Minister Says Enquirer’s ‘Casey Anthony Human Sacrifice Ritual’ Story Defamed Him


     PALM BEACH (CN) – A Florida minister says The National Enquirer defamed him in a Page 1 story and photo: “Casey Anthony HUMAN SACRIFICE RITUAL! The horrible truth about what happened to Caylee,” which called him a “‘subject of inquiry in possible HUMAN SACRIFICE.'”
     Richard Grund says the Enquirer ran its lurid headline, with the equally titillating subheadline, “‘INSIDE CASEY ANTHONY POLICE FILE: BIZARRE TWIST IN CAYLEE’S MURDER, Minister subject of inquiry in possible HUMAN SACRIFICE,’ right next to a picture of plaintiff, Richard Grund.”
     Grund is the father of Casey Anthony’s ex-fiance, according to media organizations that covered that case.
     After pointing out that the headlines included “bright red” and yellow type, Grund adds: “The article has an excerpted blurb stating ‘People do crazy things … for their strange beliefs,’ implying and creating the misimpression that plaintiff’s religious beliefs played some role in the horrible tragedy of Caylee Anthony’s death.”
     Grund, a minister in the Pentecostal Holiness Church, says that the Oct. 12, 2009 Enquirer article that depicts him as “some demon-chasing child killer” is false and defamatory.
     He also claims that the Enquirer’s description of him as “a ‘self-proclaimed Christian minister’ is false.” He says he was ordained and licensed by the Pentecostal Holiness Church in 1992. Grund calls it “a major Protestant denomination,” and says the group that ordained him, the Association of Evangelical Gospel Assemblies, “is on of the oldest and largest nondenominational assemblies.”

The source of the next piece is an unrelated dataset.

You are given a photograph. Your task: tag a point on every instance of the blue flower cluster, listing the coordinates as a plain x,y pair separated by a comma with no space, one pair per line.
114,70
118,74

     He says the Enquirer “never sought to confirm or deny plaintiff’s credentials” before it published the article, “but instead chose to use the derogatory ‘self-proclaimed’ language.”
     He claims that the Enquirer mischaracterized his membership in a “Supernatural Response Team” as membership in an “exorcism group.”
     “Plaintiff does not participate in ‘exorcisms,’ as exorcisms are a uniquely Roman Catholic ritual performed by Roman Catholic priests,” Grund says.
     Grund says: “The article creates the false and misleading impression that the police in charge of the Caylee Anthony case were investigating a connection between plaintiff and Caylee Anthony’s disappearance and death. Plaintiff was never the subject of such an investigation by the police, nor anyone else and said statement was false.
     “The statements regarding ‘a demonic chasing team investigating a satanic possession at a house in Rhode Island,’ are false, as are the statements regarding the posting of videos, one of which is not the plaintiff’s creation.
     “The overriding message and content of the article portrayed plaintiff as some demon-chasing child killer for public consumption and the profit of National Enquirer.”
     Grund seeks punitive damages for defamation.
     “The statements in the article convey the misleading falsity that plaintiff, an ordained minister, murdered a child in an unspecified human sacrifice ritual,” Grund says. “As a result, plaintiff has been subjected to distrust, hatred, contempt and ridicule which has damaged his reputation and ministry.”
     Grund is represented in Palm Beach County Court by Douglas Roberts, with Stearns, Roberts & Guttentag, of Fort Lauderdale.